Second suspect arrested in WWII vet’s death
The killing shocked and saddened the nation. And hours after World War II vet Delbert Belton died following a brutal beating during a botched robbery, police Chief Frank Straub Jr. vowed that police in Spokane, Washington, would find the second of two teens believed responsible for his death.
Early Monday, Straub’s investigators made good on that promise, tracking 16-year-old Kenan Adams-Kinard down and taking him into custody without incident around 3 a.m., police spokeswoman Monique Cotton said.
Several others with him were arrested for rendering criminal assistance, she said.
Authorities named Adams-Kinard during the search for him even though he is a juvenile, saying “he represents … an actual danger to the community.” Authorities have not released the name of the first suspect, who was taken into custody last week.
Police arrested Adams-Kinard on suspicion of first-degree murder and first-degree robbery. It was unclear when he would make his first court appearance.
Police found Belton on the ground Wednesday night in the parking lot outside the Eagles Lodge, where he had been waiting to go bowling with a friend.
The Spokane County Medical Examiner’s Office determined he had died of blunt facial and head injuries.
Police called it a botched robbery, and said race did not appear to play a role in the attack, despite public speculation to the contrary.
Coming just days after an Australian baseball player died in a shooting that police said was conceived by three teenagers out of boredom, Belton’s death shocked with its apparent brutality and random nature, and left friends and family wondering why it happened.

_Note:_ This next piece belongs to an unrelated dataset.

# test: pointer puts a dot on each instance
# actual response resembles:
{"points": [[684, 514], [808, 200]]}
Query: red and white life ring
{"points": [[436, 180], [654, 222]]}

“He didn’t drive a big fancy car. He didn’t didn’t dress in expensive clothes. He didn’t have a lot of money,” Belton’s daughter-in-law, Barbara Belton, told CNN’s Alina Machado last week. “What did they think they were going to get from this man?”
Belton, a retired aluminum company worker, was wounded during a battle on the Pacific Ocean island of Okinawa while fighting in World War II.
He was affectionately known to friends as “Shorty” because of his diminutive height.
“He was awesome,” Lillian Duncan told The Spokesman-Review newspaper. “Anybody that didn’t get to know him missed out on a wonderful angel in their life.”